We walked for miles. We looked at what seemed to be hundreds of trees – and there was never a perfect one. We would get one that was pretty good. We would cut it and bring it home. One of us carrying the stump end where it had been cut. The other reaching through the branches, usually through the gap or the hole that was there, to hold the other end of the trunk. And we would carry it home. We would set it up at home and we would try to turn the gap toward the corner so no one could see it. If there were two gaps we would try to fill the other one up with various kinds of decorations. Sometimes we did pretty well at that, and sometimes you could still tell that there was a branch missing. If neighbors were rude enough to mention it, we would be a bit embarrassed. But usually they didn’t. They simply celebrated with us around our tree.

Here’s a story about the Christmas tree. It may be one you already know. I wish I had known it when I was young and going searching for trees with my dad.

It seems that as Joseph and Mary and the baby Jesus were running to escape the soldiers of Herod – running to save the child’s life – running toward Egypt – the hoofbeats of the soldiers came closer… and closer… and closer…

… and when danger was immanent, when they knew there was no chance for them to get away… they looked for a place to hide. There was a grove of trees, of cedar trees. Now, in those days, the cedars didn’t stay green the year long. They were like other trees and dropped their needles. But there was enough greenery left for this man and this woman and this child…

…to move back in among the branches of this tree and hide there, hoping that the soldiers wouldn’t be able to see them.

There they waited. The hoofbeats grew louder… and louder… and louder… coming closer… and closer… and closer…

…until finally they could see the soldiers on their horses pass by. They sat, with breaths held, until the soldiers were gone. It was almost as if the branches of the tree moved to enclose them… to hide there.
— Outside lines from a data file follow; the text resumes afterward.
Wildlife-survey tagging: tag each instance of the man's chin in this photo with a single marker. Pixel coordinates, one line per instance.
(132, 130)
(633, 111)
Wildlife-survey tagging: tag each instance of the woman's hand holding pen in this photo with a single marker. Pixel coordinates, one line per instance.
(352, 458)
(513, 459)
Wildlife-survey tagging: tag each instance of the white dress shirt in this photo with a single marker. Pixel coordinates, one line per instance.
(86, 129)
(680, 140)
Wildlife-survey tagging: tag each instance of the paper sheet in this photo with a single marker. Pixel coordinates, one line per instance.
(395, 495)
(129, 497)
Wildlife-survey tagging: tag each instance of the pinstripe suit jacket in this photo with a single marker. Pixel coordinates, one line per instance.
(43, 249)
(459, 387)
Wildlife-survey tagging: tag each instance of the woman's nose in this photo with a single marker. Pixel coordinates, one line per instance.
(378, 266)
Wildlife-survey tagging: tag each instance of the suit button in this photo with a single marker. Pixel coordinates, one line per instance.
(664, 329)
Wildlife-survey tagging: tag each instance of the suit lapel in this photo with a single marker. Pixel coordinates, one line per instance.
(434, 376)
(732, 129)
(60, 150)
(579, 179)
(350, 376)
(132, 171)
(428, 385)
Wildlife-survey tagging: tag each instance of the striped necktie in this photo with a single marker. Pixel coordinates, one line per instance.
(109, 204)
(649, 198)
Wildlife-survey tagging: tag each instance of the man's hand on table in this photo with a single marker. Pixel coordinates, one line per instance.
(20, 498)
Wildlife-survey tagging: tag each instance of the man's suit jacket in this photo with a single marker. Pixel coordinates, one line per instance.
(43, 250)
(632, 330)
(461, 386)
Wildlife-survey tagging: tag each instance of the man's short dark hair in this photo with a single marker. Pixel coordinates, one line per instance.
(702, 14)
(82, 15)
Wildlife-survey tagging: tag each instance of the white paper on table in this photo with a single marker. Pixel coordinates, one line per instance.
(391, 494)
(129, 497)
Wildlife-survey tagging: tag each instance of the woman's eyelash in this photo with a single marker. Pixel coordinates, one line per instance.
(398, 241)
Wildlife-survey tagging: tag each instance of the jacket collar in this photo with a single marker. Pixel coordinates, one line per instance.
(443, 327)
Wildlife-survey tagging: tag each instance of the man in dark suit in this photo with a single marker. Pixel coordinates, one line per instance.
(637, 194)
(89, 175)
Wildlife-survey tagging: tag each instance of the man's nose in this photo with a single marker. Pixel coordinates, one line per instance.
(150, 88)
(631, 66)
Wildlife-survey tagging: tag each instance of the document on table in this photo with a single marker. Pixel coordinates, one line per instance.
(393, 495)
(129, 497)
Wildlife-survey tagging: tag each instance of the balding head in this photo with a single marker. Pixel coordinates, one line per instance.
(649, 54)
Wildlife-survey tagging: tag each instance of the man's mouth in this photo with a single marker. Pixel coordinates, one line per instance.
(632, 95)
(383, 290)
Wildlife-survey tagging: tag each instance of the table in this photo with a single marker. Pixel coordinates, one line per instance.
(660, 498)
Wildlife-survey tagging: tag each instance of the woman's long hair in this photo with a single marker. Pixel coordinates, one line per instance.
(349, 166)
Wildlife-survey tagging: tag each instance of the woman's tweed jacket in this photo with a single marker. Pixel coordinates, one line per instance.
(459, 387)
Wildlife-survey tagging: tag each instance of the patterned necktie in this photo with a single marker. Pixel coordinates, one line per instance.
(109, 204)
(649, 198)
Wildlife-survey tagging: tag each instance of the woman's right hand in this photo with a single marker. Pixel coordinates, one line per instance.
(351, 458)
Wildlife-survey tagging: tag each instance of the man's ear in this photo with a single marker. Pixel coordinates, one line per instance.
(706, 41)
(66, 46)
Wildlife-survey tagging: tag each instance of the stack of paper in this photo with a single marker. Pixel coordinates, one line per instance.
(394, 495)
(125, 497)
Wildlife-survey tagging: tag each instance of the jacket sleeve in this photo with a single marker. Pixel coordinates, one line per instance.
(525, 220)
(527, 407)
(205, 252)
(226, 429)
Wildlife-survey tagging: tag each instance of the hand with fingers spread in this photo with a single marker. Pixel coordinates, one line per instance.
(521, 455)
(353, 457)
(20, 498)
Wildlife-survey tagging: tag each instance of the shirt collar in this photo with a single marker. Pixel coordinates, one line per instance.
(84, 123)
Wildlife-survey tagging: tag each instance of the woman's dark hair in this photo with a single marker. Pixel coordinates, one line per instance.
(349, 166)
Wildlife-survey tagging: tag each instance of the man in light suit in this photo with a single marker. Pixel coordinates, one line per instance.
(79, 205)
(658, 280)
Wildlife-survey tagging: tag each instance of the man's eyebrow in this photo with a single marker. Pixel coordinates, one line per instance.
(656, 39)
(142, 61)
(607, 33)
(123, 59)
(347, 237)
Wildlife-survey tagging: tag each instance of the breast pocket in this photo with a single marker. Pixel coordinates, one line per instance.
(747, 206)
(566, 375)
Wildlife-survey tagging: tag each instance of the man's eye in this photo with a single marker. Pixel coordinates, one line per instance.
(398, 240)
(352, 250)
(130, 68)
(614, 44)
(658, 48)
After the soldiers were gone, Joseph and Mary and the baby slipped out from the tree. As Joseph prepared for the rest of the trip, Mary turned back. She looked at the tree, at the gap where it had closed its branches… and said, “Tree, thank you for the kindness you’ve shown. From now on you will not drop your needles as other trees drop their leaves. You will be ever-green. And when people see the gaps in your limbs, they will know that they are there because of the kindness you showed to a poor family running from soldiers to protect their child. That you enclosed us in your limbs and saved our lives.
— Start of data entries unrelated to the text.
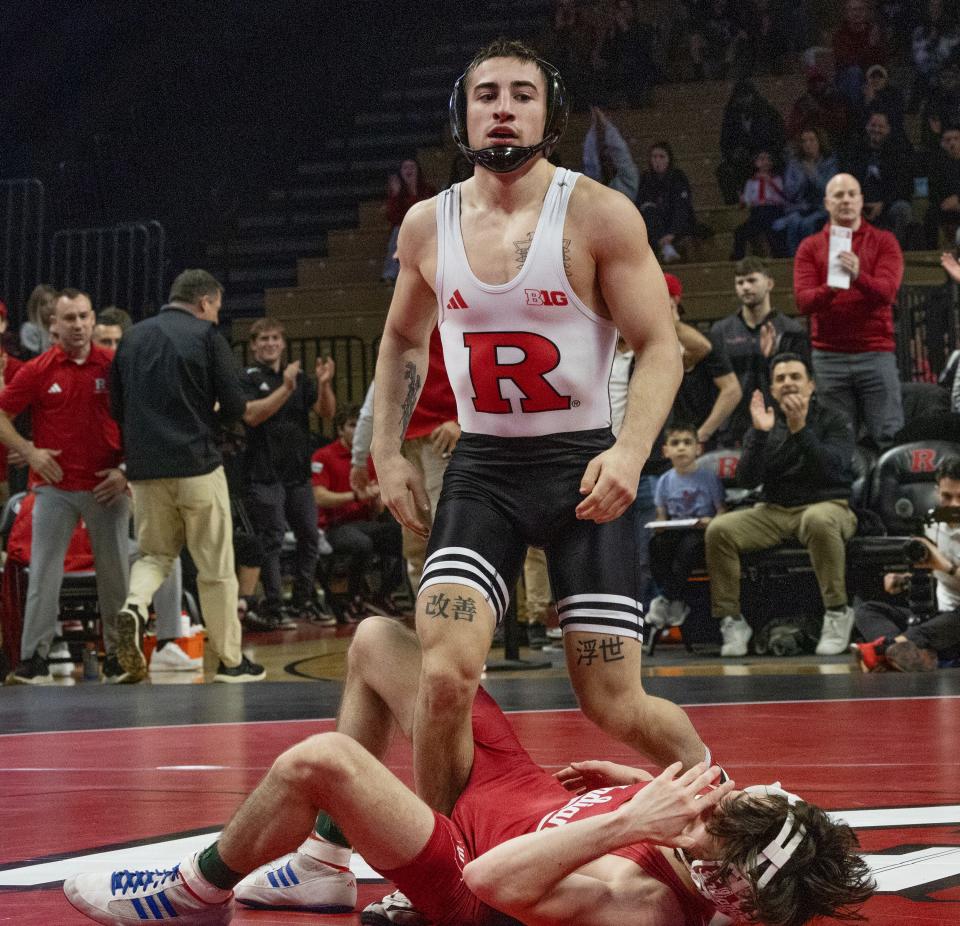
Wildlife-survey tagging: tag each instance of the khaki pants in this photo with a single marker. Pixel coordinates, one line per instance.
(194, 511)
(419, 451)
(823, 528)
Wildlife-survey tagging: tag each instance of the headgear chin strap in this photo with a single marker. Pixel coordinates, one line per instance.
(727, 891)
(502, 159)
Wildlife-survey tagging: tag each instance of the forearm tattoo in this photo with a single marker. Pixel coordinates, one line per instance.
(609, 649)
(458, 608)
(414, 382)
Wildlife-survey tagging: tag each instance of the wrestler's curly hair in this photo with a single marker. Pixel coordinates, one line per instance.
(825, 876)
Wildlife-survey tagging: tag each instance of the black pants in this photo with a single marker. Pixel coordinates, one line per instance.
(272, 506)
(360, 540)
(940, 632)
(674, 554)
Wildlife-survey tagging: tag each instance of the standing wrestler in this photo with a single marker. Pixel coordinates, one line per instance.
(534, 269)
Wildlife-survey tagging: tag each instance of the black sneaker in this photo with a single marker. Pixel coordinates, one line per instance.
(130, 627)
(537, 635)
(247, 671)
(113, 672)
(32, 671)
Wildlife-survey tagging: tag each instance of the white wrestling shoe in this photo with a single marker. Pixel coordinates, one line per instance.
(119, 898)
(394, 910)
(300, 882)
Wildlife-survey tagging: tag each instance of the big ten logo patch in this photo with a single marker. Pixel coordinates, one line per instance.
(523, 358)
(552, 297)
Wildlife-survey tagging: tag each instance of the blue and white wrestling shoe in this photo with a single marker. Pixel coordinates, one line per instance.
(303, 882)
(119, 898)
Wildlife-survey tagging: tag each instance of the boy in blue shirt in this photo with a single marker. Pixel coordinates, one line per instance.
(683, 492)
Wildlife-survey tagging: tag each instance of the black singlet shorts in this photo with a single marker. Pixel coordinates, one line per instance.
(503, 494)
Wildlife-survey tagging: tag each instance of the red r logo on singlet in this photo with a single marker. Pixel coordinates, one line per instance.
(540, 356)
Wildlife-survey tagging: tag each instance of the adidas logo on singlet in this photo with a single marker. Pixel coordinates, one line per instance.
(457, 301)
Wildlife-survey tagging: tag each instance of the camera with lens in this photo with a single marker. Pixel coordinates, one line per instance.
(922, 600)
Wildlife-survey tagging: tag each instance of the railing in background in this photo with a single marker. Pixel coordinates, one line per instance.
(349, 353)
(122, 265)
(927, 328)
(22, 206)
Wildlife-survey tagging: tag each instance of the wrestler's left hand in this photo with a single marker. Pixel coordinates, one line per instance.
(610, 485)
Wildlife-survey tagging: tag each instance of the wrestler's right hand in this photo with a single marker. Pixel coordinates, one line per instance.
(403, 492)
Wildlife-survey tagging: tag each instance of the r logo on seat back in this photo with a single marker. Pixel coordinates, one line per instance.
(539, 356)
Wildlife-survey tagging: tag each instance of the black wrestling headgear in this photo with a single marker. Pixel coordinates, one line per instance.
(504, 158)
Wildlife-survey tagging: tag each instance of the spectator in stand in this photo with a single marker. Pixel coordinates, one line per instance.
(74, 461)
(800, 451)
(932, 43)
(883, 166)
(277, 467)
(763, 196)
(880, 96)
(750, 124)
(112, 324)
(943, 211)
(821, 108)
(664, 201)
(175, 464)
(355, 523)
(9, 365)
(749, 337)
(804, 186)
(683, 492)
(35, 331)
(857, 44)
(718, 40)
(403, 190)
(851, 330)
(606, 156)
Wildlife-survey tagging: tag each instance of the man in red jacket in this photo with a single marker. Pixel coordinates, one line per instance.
(851, 330)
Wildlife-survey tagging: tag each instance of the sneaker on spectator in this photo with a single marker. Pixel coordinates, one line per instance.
(396, 909)
(113, 672)
(906, 656)
(835, 635)
(32, 671)
(658, 613)
(119, 897)
(669, 254)
(871, 657)
(130, 627)
(247, 671)
(736, 633)
(60, 660)
(677, 612)
(173, 659)
(300, 882)
(536, 635)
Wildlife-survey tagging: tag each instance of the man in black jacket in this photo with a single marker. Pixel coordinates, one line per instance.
(801, 453)
(173, 383)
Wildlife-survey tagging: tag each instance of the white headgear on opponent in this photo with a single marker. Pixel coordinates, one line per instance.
(727, 891)
(504, 158)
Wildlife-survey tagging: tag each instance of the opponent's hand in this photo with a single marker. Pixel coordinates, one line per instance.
(403, 492)
(444, 438)
(669, 811)
(44, 463)
(762, 417)
(580, 777)
(610, 484)
(112, 486)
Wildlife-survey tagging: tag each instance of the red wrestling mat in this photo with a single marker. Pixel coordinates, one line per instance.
(890, 766)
Williams ends the story by saying, “I wish I had known that story when I was young and looking for trees. I don’t think I would have been so concerned about looking for the perfect one. When we got it home, I don’t think I would have cared if we put the gap to the corner. In fact, I think I might have wanted that gap right out front where everyone could see. And when neighbors came by, and when they said, “Look! There’s a gap in your tree!” I would say, “Yes. Indeed there is. Let me tell you a story of how that gap came to be.”


Maybe your Christmas was just perfect. I hope it was. I hope your Christmas was just the most beautiful, seamless, unblemished celebration you’ve ever had. I really do.

But if, for whatever reason, there were gaps in the rejoicing, gaps in the perfection – maybe you can let those gaps become a reminder of salvation. Salvation for you, or someone else.